В первом часу дня последний коллектив покинул площадь. Нам скомандовали расходиться. Я поехал к родителям, но не выпить-закусить, а просто поесть. В форме с запахом спиртного сотруднику милиции категорически запрещалось показываться на людях. Для военнослужащих такого запрета не было. В любом ресторане по вечерам сидели офицеры в форме, распивали водку или коньяк. Пьяный офицер Советской армии удивления у прохожих не вызывал, а вот выпивший милиционер воспринимался как вызов обществу, как потенциальный преступник.
У родителей в гостях были соседи, стол ломился от яств и выпивки. Чего тут только не было! Отбивные из купленного «по блату» мяса, домашние соленья, холодец, салаты трех видов, селедка под шубой, колбаса с жиром и без жира, винегрет. Как главный деликатес посредине стола красовалось блюдце с тонко нарезанной красной рыбой. Съесть все угощение за день было невозможно. Остатки с праздничного стола перекочевывали в холодильник и доедались всей семьей еще несколько дней после торжества. Салаты к тому времени заветривались, колбаса становилась жесткой, но не пропадать же добру! Мне доедать подозрительного вида салат не угрожало. Я пришел, поел, а там – как хотите.

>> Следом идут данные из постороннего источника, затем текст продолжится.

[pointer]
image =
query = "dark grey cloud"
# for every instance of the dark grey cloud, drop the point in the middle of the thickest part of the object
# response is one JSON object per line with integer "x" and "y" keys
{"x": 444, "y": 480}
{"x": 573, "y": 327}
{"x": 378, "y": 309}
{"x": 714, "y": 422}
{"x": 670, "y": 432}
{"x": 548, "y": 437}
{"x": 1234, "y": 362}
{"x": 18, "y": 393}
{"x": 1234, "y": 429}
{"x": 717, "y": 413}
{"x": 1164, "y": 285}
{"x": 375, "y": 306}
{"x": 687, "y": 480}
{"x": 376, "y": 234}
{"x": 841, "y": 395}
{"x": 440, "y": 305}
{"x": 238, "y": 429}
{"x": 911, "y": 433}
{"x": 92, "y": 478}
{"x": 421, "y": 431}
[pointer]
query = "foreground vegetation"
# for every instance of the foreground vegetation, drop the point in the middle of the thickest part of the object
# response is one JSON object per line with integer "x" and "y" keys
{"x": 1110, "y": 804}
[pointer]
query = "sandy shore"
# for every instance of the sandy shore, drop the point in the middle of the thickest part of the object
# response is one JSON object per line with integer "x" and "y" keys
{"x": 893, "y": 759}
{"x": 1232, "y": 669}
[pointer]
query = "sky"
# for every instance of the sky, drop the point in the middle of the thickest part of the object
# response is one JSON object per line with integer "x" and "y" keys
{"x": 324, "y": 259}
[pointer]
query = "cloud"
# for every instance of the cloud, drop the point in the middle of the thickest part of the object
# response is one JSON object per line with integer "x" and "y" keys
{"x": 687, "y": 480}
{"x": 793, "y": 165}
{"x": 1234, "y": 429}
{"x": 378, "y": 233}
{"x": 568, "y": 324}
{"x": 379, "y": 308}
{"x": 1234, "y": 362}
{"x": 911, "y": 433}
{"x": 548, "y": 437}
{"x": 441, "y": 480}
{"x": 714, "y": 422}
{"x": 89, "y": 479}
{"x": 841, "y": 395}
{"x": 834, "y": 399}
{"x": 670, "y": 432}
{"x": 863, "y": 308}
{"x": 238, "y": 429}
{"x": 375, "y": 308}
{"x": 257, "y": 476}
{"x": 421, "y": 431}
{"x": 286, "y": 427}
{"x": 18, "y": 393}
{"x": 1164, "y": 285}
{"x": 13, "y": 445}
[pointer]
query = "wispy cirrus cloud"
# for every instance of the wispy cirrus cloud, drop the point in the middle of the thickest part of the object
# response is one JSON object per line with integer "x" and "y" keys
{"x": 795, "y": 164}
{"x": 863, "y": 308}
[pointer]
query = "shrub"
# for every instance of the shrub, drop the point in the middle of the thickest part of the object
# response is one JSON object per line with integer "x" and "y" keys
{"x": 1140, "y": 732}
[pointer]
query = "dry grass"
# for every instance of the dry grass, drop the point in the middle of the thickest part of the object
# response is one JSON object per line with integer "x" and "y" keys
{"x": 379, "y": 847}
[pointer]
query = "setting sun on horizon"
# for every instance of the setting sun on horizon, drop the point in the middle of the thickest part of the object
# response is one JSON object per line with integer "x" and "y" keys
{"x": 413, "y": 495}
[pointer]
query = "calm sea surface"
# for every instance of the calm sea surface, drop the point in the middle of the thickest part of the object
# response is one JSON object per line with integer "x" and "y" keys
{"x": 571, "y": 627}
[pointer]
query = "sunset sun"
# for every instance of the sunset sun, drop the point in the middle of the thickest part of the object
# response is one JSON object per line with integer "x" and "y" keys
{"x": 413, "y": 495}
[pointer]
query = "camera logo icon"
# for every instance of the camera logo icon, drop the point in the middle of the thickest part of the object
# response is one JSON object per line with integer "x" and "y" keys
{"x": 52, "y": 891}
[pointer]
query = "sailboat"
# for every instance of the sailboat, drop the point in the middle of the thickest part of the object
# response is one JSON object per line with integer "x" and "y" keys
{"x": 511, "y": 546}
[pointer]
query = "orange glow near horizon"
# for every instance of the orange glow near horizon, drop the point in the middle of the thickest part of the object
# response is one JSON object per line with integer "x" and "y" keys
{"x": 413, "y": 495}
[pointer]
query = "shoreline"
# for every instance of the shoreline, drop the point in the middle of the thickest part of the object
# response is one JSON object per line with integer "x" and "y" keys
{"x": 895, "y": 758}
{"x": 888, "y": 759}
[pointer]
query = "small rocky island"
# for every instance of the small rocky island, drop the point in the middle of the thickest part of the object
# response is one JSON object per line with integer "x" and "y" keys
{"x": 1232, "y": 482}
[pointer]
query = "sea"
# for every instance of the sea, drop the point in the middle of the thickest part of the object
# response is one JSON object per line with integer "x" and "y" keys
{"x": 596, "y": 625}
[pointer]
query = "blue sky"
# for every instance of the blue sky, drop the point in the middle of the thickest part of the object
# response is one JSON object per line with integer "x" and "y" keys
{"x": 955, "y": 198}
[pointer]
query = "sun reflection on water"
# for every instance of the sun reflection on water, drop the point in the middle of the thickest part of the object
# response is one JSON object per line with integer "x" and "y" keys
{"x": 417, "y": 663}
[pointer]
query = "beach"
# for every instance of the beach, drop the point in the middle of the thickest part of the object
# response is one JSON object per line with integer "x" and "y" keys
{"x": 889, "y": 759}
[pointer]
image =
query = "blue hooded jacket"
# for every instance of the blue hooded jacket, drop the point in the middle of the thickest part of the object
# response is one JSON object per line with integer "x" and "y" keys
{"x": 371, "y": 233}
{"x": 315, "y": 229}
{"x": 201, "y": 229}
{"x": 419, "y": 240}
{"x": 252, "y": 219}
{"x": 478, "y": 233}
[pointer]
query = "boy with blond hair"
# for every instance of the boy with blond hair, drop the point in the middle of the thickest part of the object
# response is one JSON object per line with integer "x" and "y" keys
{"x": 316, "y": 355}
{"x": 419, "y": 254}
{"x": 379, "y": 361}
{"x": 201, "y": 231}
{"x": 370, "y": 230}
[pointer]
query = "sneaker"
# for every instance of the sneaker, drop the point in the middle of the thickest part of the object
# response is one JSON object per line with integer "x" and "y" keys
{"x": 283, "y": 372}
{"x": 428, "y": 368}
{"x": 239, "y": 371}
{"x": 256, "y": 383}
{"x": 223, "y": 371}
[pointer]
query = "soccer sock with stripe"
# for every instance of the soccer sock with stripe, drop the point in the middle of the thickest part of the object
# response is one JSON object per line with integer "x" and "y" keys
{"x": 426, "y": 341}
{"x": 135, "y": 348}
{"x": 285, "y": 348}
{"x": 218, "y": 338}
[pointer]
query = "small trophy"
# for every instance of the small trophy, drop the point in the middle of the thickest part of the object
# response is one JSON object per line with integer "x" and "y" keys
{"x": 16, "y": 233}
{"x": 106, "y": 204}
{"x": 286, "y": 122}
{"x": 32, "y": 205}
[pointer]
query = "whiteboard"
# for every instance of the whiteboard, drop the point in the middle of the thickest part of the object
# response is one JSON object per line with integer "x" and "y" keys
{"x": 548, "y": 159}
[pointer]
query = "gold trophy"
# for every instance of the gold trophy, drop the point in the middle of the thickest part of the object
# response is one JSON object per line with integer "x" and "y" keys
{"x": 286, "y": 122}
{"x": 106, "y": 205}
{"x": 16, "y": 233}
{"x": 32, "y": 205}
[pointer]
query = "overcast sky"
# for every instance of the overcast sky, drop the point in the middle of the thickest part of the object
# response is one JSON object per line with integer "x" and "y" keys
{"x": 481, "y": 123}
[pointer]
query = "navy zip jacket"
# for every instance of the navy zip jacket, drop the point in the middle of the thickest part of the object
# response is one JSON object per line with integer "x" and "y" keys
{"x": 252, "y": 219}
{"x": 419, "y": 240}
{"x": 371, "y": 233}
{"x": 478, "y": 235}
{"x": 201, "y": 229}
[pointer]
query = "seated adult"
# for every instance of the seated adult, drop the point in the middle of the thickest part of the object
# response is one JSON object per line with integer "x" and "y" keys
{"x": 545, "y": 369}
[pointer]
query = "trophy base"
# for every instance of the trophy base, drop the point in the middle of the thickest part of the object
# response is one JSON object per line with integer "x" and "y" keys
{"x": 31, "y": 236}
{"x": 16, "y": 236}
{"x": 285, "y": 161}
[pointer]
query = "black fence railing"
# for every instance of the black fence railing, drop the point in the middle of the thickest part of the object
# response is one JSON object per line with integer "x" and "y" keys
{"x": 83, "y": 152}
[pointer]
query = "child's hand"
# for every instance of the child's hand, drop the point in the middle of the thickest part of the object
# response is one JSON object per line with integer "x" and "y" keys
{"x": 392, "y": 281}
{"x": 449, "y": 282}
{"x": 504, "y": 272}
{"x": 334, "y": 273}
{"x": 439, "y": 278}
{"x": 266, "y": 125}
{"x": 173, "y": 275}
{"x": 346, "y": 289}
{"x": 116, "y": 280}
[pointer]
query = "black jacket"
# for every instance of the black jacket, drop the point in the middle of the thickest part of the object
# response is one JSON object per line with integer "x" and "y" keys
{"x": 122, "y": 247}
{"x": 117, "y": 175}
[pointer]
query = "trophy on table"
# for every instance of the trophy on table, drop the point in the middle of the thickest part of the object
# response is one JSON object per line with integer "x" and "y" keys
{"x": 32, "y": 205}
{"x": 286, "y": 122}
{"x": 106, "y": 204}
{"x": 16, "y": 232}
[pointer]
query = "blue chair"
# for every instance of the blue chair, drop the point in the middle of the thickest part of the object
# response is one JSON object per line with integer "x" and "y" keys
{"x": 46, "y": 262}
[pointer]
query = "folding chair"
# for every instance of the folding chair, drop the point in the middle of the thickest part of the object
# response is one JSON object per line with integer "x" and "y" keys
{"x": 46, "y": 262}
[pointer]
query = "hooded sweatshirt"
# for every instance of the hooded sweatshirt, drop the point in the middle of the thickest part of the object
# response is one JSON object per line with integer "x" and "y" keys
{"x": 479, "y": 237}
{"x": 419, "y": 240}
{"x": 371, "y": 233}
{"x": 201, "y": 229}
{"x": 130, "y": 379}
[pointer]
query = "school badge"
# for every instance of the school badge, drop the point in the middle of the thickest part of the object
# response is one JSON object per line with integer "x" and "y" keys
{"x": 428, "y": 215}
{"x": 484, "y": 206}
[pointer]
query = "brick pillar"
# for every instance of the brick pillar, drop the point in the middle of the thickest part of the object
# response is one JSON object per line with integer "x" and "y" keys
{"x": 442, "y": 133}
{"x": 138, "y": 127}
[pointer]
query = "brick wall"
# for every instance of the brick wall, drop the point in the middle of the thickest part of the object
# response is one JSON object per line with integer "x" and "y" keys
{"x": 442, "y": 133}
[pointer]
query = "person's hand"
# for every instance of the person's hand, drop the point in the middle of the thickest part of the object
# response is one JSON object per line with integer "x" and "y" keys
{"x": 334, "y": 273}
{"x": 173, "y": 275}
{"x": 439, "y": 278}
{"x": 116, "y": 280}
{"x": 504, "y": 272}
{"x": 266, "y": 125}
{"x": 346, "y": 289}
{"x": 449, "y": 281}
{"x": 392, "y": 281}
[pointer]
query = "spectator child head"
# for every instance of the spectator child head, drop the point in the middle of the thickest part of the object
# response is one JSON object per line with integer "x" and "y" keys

Побыв за столом час, я заявил, что вечером снова на работу, и стал собираться домой. Мать собрала угощение, целую холщовую сумку с портретом Михаила Боярского с одной стороны и Аллы Пугачевой – с другой. Я для виду стал отказываться, объяснять, что у меня холодильника нет и продукты могут испортиться.
– Сложишь в авоську и вывесишь за окно! – разъяснила мать.
Я поблагодарил родителей за продукты, попрощался с гостями и уехал к себе, сытый и довольный. Вопрос со спиртным я думал решить на месте. В большой праздник кто-нибудь да позовет к себе за стол.
В общежитии веселье только разгоралось, но чувствовалось, что синусоида не достигнет потолка, а остановится где-то посредине. Дело здесь вовсе не в том, что завтра понедельник и всем на работу, а в недостатке щемящей душу тоски, за которой следовал всплеск пьянства. Праздник разбавлял тоску, разжижал ее, но через какое-то время критическая масса накапливалась, и тогда – держись! Когда вся общага пьяная, ожидать можно чего угодно.